Group of 20 finance ministers meet in Sydney today, as U.S. stimulus cuts and political turmoil from Ukraine to Venezuela stoke concern over emerging-market volatility. Accommodative monetary policy in advanced economies “will need to normalize in due course, in line with stronger growth,” according to a draft communique seen by Bloomberg.
Global stocks erased 2014 losses this week as growing confidence in the U.S. economy helped restore $3 trillion of value. The MSCI All-Country World Index rebounded, lifting the value of world equities to $62.1 trillion on Feb. 17 from this year’s low of about $59 trillion on Feb. 4, data compiled by Bloomberg showed.
“At this stage we remain cautious,” Angus Gluskie, who helps oversee about $550 million as a fund manager at White Funds Management in Sydney, said by phone. “The rally that we’ve seen in the past week has been very rapid and that could sometimes be problematic. We’d like to see a bit more data.”
Exporters advanced. Toyota rose 2.9 percent to 5,982 yen in Tokyo. Nintendo Co., the world’s biggest maker of video-game consoles, jumped 6.9 percent to 12,580 yen. James Hardie Industries SE, a building materials supplier that gets about 70 percent of sales from the U.S., climbed 3.4 percent to A$13.96 in Sydney.
Canon Inc. jumped 3.7 percent to 110 yen in Tokyo after the world’s biggest camera maker announced plans to buy back 50 billion yen of its shares.
Samsung Electronics Co. gained 2.2 percent to 1.33 million won in Seoul as the world’s largest maker of smartphones prepares to unveil a high-end Galaxy phone next week.
BHP rose 3.9 percent to A$39.17 in Sydney. The miner said underlying profit rose 31 percent from a year earlier to $7.8 billion in the six months to Dec. 31, beating the median forecast of $6.9 billion in a Bloomberg survey of seven analysts.
Of the 375 companies on the MSCI Asia Pacific Index that reported earnings since the beginning of the year and for which estimates were available, 53 percent exceeded expectations, according to data compiled by Bloomberg.
Seek Ltd. surged 22 percent to A$16.14 as the online hiring company reported higher profit and said a unit will acquire a rival website.
Sinopec jumped 8.5 percent to HK$6.54 in Hong Kong as it seeks private investors for as much as 30 percent of its oil retail unit, in a sale that could raise more than $20 billion.

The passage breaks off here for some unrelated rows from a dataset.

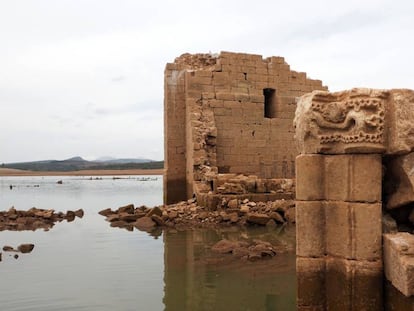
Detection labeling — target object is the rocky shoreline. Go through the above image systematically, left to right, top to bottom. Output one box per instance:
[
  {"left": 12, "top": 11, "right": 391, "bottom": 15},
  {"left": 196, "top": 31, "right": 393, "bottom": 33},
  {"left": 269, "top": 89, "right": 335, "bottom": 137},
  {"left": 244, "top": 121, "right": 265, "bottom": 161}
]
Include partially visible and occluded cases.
[
  {"left": 99, "top": 199, "right": 295, "bottom": 232},
  {"left": 0, "top": 207, "right": 84, "bottom": 231}
]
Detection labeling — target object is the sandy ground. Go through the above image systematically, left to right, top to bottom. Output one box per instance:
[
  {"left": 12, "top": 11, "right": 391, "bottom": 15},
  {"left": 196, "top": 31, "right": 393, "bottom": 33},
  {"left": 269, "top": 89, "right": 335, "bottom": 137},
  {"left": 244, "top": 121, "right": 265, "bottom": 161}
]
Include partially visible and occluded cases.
[{"left": 0, "top": 168, "right": 164, "bottom": 176}]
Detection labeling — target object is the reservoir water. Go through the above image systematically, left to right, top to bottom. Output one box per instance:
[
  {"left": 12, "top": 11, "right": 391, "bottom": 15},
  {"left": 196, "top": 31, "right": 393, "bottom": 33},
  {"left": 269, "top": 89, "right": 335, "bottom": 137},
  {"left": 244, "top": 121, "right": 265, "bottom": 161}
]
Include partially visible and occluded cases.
[{"left": 0, "top": 176, "right": 296, "bottom": 311}]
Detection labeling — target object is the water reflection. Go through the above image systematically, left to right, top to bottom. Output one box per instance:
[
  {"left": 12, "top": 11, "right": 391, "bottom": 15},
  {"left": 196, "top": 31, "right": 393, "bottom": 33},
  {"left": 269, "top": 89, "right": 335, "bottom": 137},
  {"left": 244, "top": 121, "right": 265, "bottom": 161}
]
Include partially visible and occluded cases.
[
  {"left": 163, "top": 227, "right": 296, "bottom": 311},
  {"left": 296, "top": 258, "right": 414, "bottom": 311}
]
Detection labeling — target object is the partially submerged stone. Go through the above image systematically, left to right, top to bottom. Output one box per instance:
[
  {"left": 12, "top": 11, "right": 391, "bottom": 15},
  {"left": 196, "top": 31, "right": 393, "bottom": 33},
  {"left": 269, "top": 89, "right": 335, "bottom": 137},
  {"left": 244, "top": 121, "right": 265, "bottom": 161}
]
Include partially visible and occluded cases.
[
  {"left": 385, "top": 153, "right": 414, "bottom": 209},
  {"left": 0, "top": 207, "right": 83, "bottom": 231},
  {"left": 384, "top": 232, "right": 414, "bottom": 297}
]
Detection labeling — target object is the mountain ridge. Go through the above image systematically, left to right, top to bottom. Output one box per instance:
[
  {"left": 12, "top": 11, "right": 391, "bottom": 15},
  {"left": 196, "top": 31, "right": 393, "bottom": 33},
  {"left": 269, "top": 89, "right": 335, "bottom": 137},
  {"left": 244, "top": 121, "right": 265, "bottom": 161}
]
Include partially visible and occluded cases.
[{"left": 1, "top": 156, "right": 164, "bottom": 172}]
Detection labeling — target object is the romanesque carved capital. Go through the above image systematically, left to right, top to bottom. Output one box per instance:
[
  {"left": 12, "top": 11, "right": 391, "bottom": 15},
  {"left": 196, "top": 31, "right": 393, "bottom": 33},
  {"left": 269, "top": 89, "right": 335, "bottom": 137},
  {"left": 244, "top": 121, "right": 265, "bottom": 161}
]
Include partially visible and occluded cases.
[{"left": 294, "top": 89, "right": 390, "bottom": 154}]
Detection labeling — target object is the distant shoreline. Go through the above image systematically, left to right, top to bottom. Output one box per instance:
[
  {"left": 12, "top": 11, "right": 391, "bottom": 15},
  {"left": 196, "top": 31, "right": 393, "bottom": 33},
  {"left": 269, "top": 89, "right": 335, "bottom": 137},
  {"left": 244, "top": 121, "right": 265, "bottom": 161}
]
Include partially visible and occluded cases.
[{"left": 0, "top": 168, "right": 164, "bottom": 176}]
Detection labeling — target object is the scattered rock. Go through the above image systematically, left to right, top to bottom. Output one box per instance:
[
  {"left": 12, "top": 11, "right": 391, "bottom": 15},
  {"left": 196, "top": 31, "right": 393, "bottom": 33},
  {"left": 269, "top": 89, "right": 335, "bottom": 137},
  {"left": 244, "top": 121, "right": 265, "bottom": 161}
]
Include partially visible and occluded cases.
[
  {"left": 99, "top": 199, "right": 295, "bottom": 231},
  {"left": 227, "top": 199, "right": 239, "bottom": 208},
  {"left": 118, "top": 204, "right": 135, "bottom": 214},
  {"left": 145, "top": 206, "right": 162, "bottom": 217},
  {"left": 285, "top": 206, "right": 296, "bottom": 223},
  {"left": 98, "top": 208, "right": 114, "bottom": 217},
  {"left": 75, "top": 209, "right": 84, "bottom": 218},
  {"left": 65, "top": 211, "right": 76, "bottom": 222},
  {"left": 269, "top": 212, "right": 285, "bottom": 223},
  {"left": 247, "top": 213, "right": 270, "bottom": 226},
  {"left": 151, "top": 215, "right": 165, "bottom": 226},
  {"left": 134, "top": 216, "right": 156, "bottom": 231},
  {"left": 266, "top": 219, "right": 277, "bottom": 228},
  {"left": 211, "top": 240, "right": 239, "bottom": 254},
  {"left": 17, "top": 244, "right": 34, "bottom": 254}
]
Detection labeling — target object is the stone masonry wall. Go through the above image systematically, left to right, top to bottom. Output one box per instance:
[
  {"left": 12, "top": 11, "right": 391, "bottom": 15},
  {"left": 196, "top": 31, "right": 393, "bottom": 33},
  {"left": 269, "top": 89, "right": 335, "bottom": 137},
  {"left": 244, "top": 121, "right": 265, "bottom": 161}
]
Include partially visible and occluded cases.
[{"left": 164, "top": 52, "right": 326, "bottom": 203}]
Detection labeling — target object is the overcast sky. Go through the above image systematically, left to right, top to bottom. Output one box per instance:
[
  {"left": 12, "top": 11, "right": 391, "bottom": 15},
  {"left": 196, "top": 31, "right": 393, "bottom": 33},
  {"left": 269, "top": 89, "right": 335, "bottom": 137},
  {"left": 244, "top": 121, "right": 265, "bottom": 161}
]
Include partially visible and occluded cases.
[{"left": 0, "top": 0, "right": 414, "bottom": 163}]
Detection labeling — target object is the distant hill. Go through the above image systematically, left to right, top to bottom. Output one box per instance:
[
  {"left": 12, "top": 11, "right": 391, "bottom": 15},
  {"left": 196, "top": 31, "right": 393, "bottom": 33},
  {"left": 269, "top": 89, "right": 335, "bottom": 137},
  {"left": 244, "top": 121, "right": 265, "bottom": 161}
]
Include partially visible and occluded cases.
[{"left": 1, "top": 156, "right": 164, "bottom": 172}]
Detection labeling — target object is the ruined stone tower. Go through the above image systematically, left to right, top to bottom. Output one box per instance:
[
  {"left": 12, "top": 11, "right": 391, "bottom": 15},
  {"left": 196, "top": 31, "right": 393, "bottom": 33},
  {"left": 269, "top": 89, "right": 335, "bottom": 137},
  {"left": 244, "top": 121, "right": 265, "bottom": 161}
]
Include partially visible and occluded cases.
[{"left": 164, "top": 52, "right": 327, "bottom": 205}]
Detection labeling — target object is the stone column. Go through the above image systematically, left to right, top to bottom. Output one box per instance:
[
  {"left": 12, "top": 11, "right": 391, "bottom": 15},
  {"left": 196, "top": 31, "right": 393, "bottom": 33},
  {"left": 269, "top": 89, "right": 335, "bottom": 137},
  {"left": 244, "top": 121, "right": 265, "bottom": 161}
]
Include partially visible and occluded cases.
[{"left": 295, "top": 90, "right": 386, "bottom": 310}]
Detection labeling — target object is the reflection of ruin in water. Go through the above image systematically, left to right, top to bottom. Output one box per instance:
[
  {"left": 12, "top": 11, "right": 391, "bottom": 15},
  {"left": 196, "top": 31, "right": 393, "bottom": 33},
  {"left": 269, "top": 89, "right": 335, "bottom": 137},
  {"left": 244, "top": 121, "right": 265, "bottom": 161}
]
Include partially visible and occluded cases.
[
  {"left": 163, "top": 227, "right": 414, "bottom": 311},
  {"left": 164, "top": 227, "right": 296, "bottom": 311}
]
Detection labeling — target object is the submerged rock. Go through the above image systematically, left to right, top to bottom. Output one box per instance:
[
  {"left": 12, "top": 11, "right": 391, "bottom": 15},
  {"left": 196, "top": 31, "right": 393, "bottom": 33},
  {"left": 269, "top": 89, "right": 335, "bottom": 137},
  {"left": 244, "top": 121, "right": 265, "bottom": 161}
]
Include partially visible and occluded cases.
[
  {"left": 134, "top": 216, "right": 157, "bottom": 231},
  {"left": 17, "top": 244, "right": 34, "bottom": 254}
]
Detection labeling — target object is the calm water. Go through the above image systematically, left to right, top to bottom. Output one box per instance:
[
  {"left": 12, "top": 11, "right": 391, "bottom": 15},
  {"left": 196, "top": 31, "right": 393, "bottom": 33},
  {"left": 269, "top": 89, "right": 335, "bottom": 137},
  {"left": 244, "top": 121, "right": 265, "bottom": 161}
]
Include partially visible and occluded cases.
[{"left": 0, "top": 176, "right": 296, "bottom": 310}]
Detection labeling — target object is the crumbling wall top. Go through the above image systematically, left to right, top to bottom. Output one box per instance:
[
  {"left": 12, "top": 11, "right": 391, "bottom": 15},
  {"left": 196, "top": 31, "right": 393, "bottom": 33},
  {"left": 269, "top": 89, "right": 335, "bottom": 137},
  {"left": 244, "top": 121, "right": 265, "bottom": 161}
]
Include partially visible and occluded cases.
[{"left": 174, "top": 53, "right": 218, "bottom": 70}]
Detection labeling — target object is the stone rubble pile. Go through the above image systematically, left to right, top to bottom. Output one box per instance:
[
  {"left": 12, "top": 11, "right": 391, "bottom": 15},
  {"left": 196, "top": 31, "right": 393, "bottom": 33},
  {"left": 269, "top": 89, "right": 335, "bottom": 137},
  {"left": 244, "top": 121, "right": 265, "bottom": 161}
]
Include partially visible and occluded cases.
[
  {"left": 99, "top": 199, "right": 295, "bottom": 231},
  {"left": 0, "top": 207, "right": 84, "bottom": 231}
]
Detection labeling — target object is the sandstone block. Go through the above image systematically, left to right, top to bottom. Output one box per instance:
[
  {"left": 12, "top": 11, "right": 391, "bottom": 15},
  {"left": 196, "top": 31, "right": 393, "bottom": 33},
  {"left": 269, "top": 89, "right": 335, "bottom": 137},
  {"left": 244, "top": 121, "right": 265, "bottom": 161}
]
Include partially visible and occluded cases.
[
  {"left": 385, "top": 152, "right": 414, "bottom": 209},
  {"left": 296, "top": 154, "right": 325, "bottom": 201},
  {"left": 296, "top": 154, "right": 382, "bottom": 203},
  {"left": 296, "top": 201, "right": 326, "bottom": 257},
  {"left": 325, "top": 201, "right": 382, "bottom": 261},
  {"left": 384, "top": 232, "right": 414, "bottom": 297},
  {"left": 296, "top": 257, "right": 326, "bottom": 310},
  {"left": 326, "top": 258, "right": 383, "bottom": 310}
]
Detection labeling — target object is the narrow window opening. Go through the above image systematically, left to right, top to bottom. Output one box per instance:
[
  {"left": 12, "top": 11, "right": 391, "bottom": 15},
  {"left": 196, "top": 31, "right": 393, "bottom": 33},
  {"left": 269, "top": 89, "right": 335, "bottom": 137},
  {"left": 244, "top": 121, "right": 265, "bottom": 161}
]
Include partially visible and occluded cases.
[{"left": 263, "top": 88, "right": 276, "bottom": 118}]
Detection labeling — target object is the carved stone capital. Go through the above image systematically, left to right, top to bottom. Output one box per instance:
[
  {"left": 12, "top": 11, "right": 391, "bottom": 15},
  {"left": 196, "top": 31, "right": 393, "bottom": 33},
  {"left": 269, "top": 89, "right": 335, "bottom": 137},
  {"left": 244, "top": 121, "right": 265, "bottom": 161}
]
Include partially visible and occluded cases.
[{"left": 294, "top": 88, "right": 414, "bottom": 154}]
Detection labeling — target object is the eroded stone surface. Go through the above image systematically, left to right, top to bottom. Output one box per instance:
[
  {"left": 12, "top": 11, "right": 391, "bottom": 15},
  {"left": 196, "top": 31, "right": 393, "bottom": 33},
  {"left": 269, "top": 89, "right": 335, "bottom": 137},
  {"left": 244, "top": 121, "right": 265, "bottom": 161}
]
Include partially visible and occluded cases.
[
  {"left": 164, "top": 52, "right": 327, "bottom": 206},
  {"left": 294, "top": 88, "right": 414, "bottom": 154},
  {"left": 385, "top": 153, "right": 414, "bottom": 209},
  {"left": 384, "top": 232, "right": 414, "bottom": 296}
]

The shares pared their weekly advance yesterday after Jefferies Hong Kong Ltd. said the company’s plans to seek investors are aimed at raising capital instead of reforming the state-controlled energy producer.
Among stocks that fell, Rakuten Inc. plunged 12 percent to 1,463 yen in Tokyo after the online retailer announced its $900 million acquisition of Viber, an Internet messaging and calling service.
“Direct monetization of the Viber business is likely to take a long time,” Oliver Matthew, an analyst at CLSA Asia-Pacific Markets in Tokyo, wrote in a note. The brokerage cut its rating on the stock to underperform from buy.
Lenovo Group Ltd. tumbled 9.3 percent to HK$7.90 in Hong Kong. Bank of America Corp.’s Merrill Lynch downgraded the maker of computers and handsets to underperform from buy, citing concern about the time it will take to turn around Motorola Mobility. The Beijing-based company has spoken to U.S. regulators and is working to get approval to buy Motorola from Google Inc. for $2.91 billion in cash and stock.